Elle ajouta le mot ‘’Alef’’ non loin du mot ‘‘Céleste’’ et les relia d’une simple ligne.
« De l’union entre l’Alef et l’Ange naquit une nouvelle espèce puissante qui donna origine à toutes les autres : Asal Ahaan. Avec les siècles, les différents mélanges ont rendu désormais impossible de savoir de quelles branches viennent chacune des races telles que nous les connaissons aujourd’hui. »
À partie des deux mots qu’elle avait déjà écrite, Gilda dessina une ligne au bout de laquelle elle écrivit : ‘‘Asal Ahaan’’.
« Attendez… donc la Lunsor vient des Anges !? »
Gilda posa son crayon sur le mot ‘‘céleste’’ et entoura celui-ci.
« Là aussi, les versions ne s’accordent pas toujours. La plupart des livres que tu trouveras se contenteront du mot céleste, ce qui est le plus proche de la réalité. Seulement, sais-tu qu’il existe en fait deux créatures célestes ? »
Ayah fit non de la tête. Elle ne connaissait rien de tout cela.
« Il y a les Anges mais aussi les Démons. »
Ayah soupira. C’était cette version là qu’on lui avait toujours raconté. La Lunsor serait maudite, prenant origine directement des démons, certainement pas des anges.
« Alors qu’en pensez-vous, Ange ou Démon ? »
« Je pense que ce n’est pas aussi simple. Je pense qu’il y a peut-être certaines lignées de Kaaïns qui auraient une origine démoniaque tandis que d’autres auraient une origine angélique. Sans parler de tous les mélanges possibles. Nous parlons là de dizaines de milliers d’années d’évolution et descendance. Il me semble inutile aujourd’hui de chercher à comprendre si la Lunsor vient de telle ou telle créature céleste. »
Ayah l’observa, pensive. Elle avait certainement raison sur ce point-là. La question n’était plus pertinente aujourd’hui.
Ensuite, à partir du mot ‘‘Asal Ahaan’’, Gilda dessina de nombreuses lignes, telles des branches d’arbre. Au bout de chaque branche, elle écrivit de nouveaux mots.
« Pour résumer, de ce qu’on connaît le mieux, et je suis sûr que ce n’est qu’une toute petite représentation de la réalité, il existe plusieurs grandes catégories de Kaaïns : on a les Mages, les Elfiques, les Immatériels et les Animalias. Mais ça ne s’arrête pas là. Chaque catégorie à elle-même plusieurs races différentes, aux capacités propres. On ne les connaît pas toutes. En fait, on ne sait que peu de choses sur les capacités exactes des Kaaïns. Les avoir presque éradiqués de Menaskalig, marginaliser de nos sociétés, n’a fait que rendre la tache encore plus impossible. »
Ayah regardait, fascinée, son petit schéma. Tout un monde qu’elle ignorait, dont elle faisait pourtant partie. Dans quelle catégorie appartenait-elle ? Elle ignorait totalement ce qu’était sa mère, son père… ses ancêtres ! Si seulement il y avait une façon de retracer ses origines, son passé. Si seulement elle pouvait avoir des indices, des pistes sur lequel se lancer. Elle n’avait rien.
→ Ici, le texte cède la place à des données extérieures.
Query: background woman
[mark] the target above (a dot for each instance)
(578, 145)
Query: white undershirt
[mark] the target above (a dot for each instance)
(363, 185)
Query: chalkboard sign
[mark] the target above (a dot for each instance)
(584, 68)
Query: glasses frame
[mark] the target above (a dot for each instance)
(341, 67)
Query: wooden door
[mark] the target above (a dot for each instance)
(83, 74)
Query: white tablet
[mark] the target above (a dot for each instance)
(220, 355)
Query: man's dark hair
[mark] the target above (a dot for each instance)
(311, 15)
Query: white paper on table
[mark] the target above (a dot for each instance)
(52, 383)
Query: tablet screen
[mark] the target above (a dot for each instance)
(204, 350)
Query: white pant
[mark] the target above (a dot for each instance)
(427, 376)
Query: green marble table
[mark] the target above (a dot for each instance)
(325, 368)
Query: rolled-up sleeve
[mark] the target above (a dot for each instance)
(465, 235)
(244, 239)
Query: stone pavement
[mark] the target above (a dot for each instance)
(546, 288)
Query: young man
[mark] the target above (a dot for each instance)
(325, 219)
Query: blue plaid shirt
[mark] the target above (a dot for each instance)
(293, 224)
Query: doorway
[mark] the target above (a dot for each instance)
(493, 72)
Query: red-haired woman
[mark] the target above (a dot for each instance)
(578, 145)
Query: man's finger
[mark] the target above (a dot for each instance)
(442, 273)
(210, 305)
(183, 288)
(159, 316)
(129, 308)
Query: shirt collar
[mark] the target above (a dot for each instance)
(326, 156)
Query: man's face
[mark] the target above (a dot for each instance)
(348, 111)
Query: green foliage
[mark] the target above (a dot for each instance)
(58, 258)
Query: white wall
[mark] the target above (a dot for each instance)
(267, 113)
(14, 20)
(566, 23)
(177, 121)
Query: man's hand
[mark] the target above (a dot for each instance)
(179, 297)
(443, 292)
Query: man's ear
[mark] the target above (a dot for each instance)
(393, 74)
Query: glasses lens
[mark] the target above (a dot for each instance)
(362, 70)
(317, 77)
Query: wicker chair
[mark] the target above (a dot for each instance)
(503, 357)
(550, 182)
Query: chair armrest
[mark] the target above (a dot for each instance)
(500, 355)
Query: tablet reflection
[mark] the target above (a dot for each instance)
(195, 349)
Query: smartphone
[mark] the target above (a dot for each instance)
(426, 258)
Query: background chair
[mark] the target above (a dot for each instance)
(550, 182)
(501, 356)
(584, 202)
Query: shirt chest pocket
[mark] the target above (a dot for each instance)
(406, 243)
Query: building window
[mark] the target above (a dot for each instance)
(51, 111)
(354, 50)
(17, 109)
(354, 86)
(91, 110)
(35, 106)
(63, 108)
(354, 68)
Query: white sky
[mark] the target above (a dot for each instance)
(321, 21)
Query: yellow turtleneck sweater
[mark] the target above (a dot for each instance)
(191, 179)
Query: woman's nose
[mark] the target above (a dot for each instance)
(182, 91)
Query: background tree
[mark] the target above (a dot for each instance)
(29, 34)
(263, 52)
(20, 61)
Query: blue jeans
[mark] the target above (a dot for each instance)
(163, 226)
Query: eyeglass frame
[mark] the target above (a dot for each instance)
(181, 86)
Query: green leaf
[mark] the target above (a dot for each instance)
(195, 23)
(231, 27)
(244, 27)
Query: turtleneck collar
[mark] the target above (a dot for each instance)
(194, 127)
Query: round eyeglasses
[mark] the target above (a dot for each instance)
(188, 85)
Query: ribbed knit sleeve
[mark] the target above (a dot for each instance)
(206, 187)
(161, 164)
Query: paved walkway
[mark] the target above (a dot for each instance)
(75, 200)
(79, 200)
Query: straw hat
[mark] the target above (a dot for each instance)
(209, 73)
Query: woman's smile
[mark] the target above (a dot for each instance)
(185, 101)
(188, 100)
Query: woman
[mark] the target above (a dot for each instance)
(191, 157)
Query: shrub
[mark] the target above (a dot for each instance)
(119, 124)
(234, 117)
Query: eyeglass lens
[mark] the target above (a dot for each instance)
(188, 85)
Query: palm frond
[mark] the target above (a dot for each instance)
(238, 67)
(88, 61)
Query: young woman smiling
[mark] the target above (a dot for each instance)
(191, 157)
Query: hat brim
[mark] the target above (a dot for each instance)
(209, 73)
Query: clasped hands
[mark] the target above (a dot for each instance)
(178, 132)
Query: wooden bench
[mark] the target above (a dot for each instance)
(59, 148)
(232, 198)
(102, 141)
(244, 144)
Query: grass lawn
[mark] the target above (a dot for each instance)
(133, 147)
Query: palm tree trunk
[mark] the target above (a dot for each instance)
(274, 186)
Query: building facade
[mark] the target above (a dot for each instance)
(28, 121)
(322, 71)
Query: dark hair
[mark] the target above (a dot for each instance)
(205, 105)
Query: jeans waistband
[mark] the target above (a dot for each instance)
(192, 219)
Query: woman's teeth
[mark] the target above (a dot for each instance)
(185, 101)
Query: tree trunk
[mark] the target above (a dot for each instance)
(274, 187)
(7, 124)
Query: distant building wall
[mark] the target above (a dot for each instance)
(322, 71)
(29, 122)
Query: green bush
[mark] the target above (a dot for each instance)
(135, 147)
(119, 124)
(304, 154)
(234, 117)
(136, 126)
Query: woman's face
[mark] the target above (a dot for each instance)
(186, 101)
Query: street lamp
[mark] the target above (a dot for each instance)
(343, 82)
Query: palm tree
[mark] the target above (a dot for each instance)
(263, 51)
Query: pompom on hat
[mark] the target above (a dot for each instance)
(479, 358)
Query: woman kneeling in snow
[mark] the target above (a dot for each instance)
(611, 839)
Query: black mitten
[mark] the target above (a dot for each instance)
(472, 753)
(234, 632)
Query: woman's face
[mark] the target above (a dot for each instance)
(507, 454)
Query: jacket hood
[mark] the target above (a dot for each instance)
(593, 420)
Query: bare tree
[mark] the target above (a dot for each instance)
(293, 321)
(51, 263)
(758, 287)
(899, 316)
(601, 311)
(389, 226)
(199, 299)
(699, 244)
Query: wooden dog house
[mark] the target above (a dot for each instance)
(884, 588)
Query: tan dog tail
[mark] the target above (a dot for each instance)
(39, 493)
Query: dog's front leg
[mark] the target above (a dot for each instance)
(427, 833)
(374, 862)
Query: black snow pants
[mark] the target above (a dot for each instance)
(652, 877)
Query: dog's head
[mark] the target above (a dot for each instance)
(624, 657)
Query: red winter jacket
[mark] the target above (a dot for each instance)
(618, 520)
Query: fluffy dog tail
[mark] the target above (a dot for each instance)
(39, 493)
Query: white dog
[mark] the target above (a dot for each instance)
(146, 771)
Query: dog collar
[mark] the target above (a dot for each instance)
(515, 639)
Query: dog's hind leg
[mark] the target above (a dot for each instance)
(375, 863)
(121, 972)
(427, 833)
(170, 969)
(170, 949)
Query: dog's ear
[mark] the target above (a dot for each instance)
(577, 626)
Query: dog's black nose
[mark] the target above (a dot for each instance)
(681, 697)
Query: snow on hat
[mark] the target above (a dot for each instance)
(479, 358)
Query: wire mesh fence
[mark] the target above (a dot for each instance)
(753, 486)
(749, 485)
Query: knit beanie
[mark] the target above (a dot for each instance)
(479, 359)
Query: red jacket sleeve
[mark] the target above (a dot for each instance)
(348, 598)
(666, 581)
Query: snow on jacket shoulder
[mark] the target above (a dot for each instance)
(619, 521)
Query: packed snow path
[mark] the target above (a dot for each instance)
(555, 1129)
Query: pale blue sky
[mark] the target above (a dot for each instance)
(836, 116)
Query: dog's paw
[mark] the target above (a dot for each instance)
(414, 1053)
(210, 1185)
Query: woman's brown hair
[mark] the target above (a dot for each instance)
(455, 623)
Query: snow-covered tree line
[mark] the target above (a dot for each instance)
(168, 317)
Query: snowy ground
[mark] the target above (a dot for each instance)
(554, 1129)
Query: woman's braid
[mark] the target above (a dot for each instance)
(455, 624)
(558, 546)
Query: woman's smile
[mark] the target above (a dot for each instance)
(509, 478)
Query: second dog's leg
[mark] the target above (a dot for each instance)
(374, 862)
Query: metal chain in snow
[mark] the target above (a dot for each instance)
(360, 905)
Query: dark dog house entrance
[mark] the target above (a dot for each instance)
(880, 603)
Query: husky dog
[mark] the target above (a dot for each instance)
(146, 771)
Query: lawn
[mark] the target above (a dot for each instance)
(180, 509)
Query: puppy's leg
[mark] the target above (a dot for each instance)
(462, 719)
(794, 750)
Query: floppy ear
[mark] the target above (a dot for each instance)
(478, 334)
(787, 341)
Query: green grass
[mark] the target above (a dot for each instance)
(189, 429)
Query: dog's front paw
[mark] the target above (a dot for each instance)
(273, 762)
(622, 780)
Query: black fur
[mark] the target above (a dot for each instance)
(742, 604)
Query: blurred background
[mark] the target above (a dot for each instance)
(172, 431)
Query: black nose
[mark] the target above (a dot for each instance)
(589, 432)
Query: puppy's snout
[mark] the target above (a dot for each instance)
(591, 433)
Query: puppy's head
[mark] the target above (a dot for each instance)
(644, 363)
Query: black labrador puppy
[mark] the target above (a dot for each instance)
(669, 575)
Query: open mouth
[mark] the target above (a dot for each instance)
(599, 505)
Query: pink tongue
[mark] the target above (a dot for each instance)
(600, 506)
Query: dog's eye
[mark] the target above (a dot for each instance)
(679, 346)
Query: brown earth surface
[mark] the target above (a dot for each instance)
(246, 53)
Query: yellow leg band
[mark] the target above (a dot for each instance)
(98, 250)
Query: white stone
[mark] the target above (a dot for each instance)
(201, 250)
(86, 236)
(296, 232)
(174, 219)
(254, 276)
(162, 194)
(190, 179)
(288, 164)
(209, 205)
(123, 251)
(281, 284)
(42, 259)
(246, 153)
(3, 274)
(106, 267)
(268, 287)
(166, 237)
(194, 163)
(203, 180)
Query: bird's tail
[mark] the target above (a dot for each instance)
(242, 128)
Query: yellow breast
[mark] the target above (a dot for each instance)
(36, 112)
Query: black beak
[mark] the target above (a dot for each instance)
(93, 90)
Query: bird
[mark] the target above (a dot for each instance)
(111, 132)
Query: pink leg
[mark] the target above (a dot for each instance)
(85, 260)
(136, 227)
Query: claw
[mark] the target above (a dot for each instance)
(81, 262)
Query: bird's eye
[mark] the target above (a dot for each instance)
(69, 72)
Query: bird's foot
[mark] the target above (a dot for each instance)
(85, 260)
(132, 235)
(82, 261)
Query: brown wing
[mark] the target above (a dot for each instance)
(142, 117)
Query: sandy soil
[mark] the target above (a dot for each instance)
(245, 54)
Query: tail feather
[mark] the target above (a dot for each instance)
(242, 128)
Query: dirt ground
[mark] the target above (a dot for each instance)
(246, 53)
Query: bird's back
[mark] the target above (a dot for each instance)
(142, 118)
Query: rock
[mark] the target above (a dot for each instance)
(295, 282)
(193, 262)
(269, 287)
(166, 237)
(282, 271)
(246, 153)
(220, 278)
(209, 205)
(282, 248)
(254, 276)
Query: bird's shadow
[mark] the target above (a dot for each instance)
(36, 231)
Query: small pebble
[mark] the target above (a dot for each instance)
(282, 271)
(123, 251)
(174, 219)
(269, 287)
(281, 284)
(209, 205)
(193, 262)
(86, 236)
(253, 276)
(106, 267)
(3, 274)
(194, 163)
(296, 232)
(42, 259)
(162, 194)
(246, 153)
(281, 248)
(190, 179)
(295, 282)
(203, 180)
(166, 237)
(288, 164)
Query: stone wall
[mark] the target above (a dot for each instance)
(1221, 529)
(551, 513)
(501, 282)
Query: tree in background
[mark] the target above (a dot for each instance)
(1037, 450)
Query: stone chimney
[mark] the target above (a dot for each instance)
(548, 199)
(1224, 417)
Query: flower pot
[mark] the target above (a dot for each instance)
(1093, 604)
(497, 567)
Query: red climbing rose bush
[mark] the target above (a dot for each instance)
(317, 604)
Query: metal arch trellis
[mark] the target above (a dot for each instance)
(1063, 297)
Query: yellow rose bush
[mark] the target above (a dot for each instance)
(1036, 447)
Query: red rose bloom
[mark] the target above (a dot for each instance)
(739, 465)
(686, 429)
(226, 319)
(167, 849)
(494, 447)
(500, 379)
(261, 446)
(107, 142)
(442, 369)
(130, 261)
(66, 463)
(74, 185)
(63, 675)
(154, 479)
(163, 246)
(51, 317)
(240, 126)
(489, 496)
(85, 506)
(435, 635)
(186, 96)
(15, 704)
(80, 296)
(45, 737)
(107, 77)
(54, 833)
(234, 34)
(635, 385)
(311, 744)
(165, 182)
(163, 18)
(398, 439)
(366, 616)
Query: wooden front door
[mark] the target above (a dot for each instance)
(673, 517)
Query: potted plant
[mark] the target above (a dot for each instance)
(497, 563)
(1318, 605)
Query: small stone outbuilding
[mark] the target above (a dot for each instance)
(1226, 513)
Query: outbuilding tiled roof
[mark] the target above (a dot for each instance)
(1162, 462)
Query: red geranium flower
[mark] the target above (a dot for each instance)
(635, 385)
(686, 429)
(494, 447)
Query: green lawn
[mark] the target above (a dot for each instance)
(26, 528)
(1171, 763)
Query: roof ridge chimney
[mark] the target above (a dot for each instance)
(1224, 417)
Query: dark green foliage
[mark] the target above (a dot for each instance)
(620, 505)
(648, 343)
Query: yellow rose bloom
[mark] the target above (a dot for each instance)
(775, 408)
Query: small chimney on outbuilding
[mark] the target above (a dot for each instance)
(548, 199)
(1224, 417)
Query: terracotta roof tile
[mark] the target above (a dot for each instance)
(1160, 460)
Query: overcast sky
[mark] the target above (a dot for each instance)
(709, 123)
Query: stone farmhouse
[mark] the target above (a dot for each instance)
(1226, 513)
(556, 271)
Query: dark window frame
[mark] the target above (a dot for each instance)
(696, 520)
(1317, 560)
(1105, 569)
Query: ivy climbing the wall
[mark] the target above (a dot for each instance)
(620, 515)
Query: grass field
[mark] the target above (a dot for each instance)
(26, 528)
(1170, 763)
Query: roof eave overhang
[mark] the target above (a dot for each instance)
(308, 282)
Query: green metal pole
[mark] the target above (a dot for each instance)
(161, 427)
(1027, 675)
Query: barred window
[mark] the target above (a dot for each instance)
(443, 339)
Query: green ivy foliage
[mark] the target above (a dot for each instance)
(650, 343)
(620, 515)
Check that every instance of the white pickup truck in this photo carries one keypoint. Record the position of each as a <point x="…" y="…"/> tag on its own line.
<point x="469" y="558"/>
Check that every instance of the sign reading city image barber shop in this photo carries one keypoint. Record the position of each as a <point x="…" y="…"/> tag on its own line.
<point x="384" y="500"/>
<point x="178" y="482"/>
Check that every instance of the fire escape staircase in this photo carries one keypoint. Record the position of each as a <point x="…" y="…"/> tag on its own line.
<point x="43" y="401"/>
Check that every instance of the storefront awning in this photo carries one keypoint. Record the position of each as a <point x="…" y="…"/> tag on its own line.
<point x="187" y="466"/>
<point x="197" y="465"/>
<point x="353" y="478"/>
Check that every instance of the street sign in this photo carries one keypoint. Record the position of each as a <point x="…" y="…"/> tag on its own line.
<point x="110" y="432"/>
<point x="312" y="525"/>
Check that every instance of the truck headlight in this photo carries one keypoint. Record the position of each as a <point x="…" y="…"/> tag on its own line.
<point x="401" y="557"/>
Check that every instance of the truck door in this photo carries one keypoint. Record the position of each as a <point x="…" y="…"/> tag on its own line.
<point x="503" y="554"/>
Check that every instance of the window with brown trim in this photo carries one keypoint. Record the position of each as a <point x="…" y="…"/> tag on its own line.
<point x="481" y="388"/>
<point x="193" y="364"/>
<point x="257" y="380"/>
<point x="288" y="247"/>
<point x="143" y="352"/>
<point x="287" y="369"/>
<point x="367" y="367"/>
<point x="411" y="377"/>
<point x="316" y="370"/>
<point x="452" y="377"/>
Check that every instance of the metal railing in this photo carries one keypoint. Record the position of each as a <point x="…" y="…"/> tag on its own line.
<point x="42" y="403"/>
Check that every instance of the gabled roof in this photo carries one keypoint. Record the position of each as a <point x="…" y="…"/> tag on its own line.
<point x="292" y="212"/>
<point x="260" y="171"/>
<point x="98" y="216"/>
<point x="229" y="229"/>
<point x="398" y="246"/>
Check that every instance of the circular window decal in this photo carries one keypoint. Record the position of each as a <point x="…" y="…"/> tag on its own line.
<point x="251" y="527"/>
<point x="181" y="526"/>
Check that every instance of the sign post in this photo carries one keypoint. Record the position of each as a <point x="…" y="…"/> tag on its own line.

Ayah remercia Gilda pour toute son aide et promis de revenir la voir plus souvent puis elle sortit de son magasin. L’averse s’était arrêtée et un petit rayon de soleil transperçait les nuages, illuminant les rues de la cité. Elle aperçut une petite fille marchant main dans la main avec sa mère, s’arrêtant devant une boutique de robe. Ayah s’arrêta et vit la petite fille qui s’animait de joie devant une des robes affichées sur la vitrine. Elle dit quelque chose à sa mère et après un court échange, la petite entra presque en courant dans le magasin, folle de joie. Ayah ne put s’empêcher de s’approcher, les voyant à l’intérieur alors que la petite allait essayer la robe. Elle sentit une douleur sourde dans son cœur.